As I have experience of implementing the Spectrum standard in the UK, I use its units of information as clear examples of best practice when developing Mia’s data standards. Given Spectrum’s increasingly international adoption, this practice also helps to align Mia’s collections content more readily with a global data set.
CS: What are some of the methods you’re using to open up Mia’s collections information to an international audience?
FL-B: Using Linked Open Data (LOD) to achieve a global connection to collections information is getting some limited attention in the US and the UK. A few US museums, including the Yale Center for British Art and the American Art Collaborative members, have created full LOD by mapping data to the CIDOC CRM. At Mia we’ve been exploring LOD and linking our content to international authorities such as the Virtual International Authority File and the Getty’s Union List of Artists Names. We’re sharing our collections on the museum’s website and our complete metadata set on GitHub for anyone to use, as well as participating in Google Arts and Culture and the Digital Public Library of America. We unfortunately do not have the resources to develop LOD at present so, in common with a number of UK museums, we are instead building the foundations for it by cleaning and standardising the museum’s data. This is a great positioning strategy for future development.
CS: When Google arrived, our profession appeared at risk as some predicted the extinction of structured data (ie defined, organised data as opposed to free text). Have you found this to be proving true?
FL-B: Thankfully the value of structured content is being rediscovered. Structured data is important for machine readability and thus the discoverability of collections. It can also impart meaning, enabling users to match ‘concepts’ not just ‘words’ in their searches. My colleagues and I are at the moment simultaneously contributing structured content to Wikidata (from Mia’s artist records) and also mining it for data missing from our records, creating a virtuous circle.
CS: How documentation specialists record collections information can also play an important role in tackling issues around diversity and inclusion. How is this being played out in the US?
FL-B: US museums are working to understand their inherent biases and diversify their organisations, as well as the perspectives they document and share. I am currently leading a working group to codify why, what and how Mia will document our artists’ gender and ethnicity. These are very personal aspects of creators’ lives, so such decisions require care and thoughtfulness, and must be part of a larger process. We must allow creators to speak for themselves, by asking artists to self-identify, and we need to suppress the urge to prioritise a complete set of data over someone’s desire to remain ‘undocumented’. The decisions we make will affect wider museum processes and procedures, for example determining which pronouns to use in a gallery label or what information to make discoverable on our website.
CS: How do you feel the landscape of collections management today compares to that of two decades ago?

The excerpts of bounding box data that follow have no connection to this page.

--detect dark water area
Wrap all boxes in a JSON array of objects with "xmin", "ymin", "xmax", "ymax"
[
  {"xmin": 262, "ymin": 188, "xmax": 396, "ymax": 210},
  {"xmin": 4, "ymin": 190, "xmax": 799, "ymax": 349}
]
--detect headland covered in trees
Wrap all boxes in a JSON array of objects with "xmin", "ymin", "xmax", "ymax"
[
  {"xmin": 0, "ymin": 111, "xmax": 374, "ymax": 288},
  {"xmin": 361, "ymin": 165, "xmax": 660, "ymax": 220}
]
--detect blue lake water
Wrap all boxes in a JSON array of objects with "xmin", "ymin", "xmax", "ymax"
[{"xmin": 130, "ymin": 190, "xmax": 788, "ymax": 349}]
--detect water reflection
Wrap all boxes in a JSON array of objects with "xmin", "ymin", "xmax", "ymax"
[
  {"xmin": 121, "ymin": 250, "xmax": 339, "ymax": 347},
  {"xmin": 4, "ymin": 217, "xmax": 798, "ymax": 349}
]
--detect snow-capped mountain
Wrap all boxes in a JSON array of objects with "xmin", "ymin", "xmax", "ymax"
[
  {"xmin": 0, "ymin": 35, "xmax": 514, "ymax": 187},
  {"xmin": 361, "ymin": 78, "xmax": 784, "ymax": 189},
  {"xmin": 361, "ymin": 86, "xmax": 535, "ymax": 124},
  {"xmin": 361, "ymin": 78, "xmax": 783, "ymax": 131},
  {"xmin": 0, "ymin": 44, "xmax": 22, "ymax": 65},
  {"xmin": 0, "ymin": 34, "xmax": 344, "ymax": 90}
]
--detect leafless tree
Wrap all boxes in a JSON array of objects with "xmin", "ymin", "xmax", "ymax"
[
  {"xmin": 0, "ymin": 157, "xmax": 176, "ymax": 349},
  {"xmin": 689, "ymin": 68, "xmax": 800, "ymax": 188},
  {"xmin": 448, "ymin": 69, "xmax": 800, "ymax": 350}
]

FL-B: On reflection, it feels to me like many of the current challenges and opportunities for collections data, in both the UK and US, are similar to those we have faced over the past 20 years, despite the huge advances in technology: structured data remains important, terminology is key, and the role of documentation in museums–particularly given the responsibility to address equality and inclusion–is vital, and there are plenty of opportunities ahead to keep our work engaging.